14th December 2005
It actually happened. After a short DJ set by the same guy who spun for The Fugees when they were in town ten years ago, showman Wyclef Jean stepped on stage to huge applause from his very excited fans, which doubled in volume as Lauryn Hill, Pras, and Hill's huge afro wig followed on. As goose bumps tickled the backs of many necks, the trio wasted no time, launching into many tracks from 'The Score', twisting them into extended remixes each time with the accompanying live band, made up of Lauryn Hill's long term backing singers and Wyclef's right hand man Jerry Wonder.
Hit tracks including 'Ready Or Not', 'Fugee-la', 'Killing Me Softly' and 'No Woman No Cry' were performed alongside more obscure tracks such as the their 1994 debut album's 'Nappy Heads'. Pras performed his biggest hit, 'Ghetto Superstar', whilst solo tracks by Hill were scattered throughout including 'Ex Factor', 'Doo Wop' and 'Lost One', which she addressed to Wyclef all those years ago, and jokingly performed in the same context on the night. 'Clef retaliated with his side of the story, '911' from his second debut album.

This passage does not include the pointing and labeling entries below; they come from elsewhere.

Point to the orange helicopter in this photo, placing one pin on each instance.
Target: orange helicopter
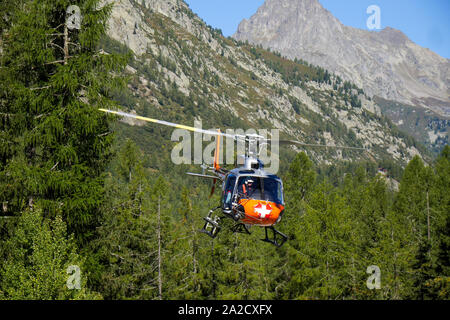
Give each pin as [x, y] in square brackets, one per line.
[250, 195]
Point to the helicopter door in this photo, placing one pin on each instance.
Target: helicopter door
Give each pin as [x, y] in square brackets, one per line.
[228, 191]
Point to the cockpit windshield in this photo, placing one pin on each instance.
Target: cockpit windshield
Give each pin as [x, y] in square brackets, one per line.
[259, 188]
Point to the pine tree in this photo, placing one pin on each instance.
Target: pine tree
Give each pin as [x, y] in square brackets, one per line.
[55, 144]
[37, 262]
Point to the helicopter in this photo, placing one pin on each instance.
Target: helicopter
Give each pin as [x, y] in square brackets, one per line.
[251, 196]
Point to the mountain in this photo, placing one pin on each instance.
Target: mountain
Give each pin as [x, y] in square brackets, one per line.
[184, 70]
[386, 64]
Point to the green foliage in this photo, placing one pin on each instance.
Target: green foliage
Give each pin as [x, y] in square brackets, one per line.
[55, 143]
[37, 259]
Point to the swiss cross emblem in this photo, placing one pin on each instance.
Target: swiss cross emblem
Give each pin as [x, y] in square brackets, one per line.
[263, 211]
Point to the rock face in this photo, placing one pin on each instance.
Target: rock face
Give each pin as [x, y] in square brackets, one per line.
[183, 67]
[385, 64]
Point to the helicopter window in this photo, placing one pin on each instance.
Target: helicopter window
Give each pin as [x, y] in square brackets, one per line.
[259, 188]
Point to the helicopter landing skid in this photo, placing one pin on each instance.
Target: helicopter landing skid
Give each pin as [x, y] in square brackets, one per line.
[274, 239]
[240, 228]
[211, 226]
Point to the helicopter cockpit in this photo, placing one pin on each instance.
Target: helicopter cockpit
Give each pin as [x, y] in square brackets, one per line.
[266, 188]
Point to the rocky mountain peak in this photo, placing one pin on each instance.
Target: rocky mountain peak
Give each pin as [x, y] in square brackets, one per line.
[385, 64]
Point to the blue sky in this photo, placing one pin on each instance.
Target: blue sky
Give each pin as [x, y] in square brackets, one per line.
[426, 22]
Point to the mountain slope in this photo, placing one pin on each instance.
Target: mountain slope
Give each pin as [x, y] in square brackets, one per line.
[185, 70]
[386, 63]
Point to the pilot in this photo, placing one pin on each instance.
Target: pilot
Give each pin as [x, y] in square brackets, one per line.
[247, 187]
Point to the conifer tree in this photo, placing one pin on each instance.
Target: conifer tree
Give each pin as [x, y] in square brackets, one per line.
[55, 144]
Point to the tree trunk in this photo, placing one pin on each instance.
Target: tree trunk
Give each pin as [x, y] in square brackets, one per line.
[159, 249]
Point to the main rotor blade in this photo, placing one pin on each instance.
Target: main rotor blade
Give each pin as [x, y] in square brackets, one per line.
[298, 143]
[170, 124]
[202, 175]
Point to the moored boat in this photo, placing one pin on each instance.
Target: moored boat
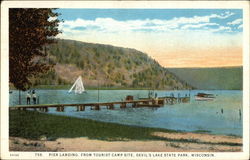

After more tracks from 'The Score', an album which switched millions onto the idea of hiphop for the first time, the group laid into their recent reunion track 'Take It Easy', which audience members surprisingly knew the words to. The gig neared its end with 'Cowboys', before the full crowd made their way out of the venue with excitement and appreciation of a stark contrast to Lauryn Hill's reception earlier this year.
During the performance, the chemistry between the two more successful Fugee's was good, whilst Pras spent much of the time standing on the DJ'S platform and saying little. Wyclef put in the most energy, walking around the crowd, chilling in the balcony and climbing speakers. A couple of freestyles and some showing off on the guitar was also thrown into the mix. Jean was almost never off stage, whereas Hill was off and on all the time.
Whilst the sound quality of the venue was pretty awful during much of the show, which consisted of harmonious backing singers, guitar players and percussionists which got lost in distorted noise, the energy and historical element of simply seeing all three group members together again, made up for this entirely. As the European tour goes on, the performances will get stronger, and as the chemistry between the three grows once more, that decade long awaited follow up to 'The Score' sounds more exciting a prospect than ever.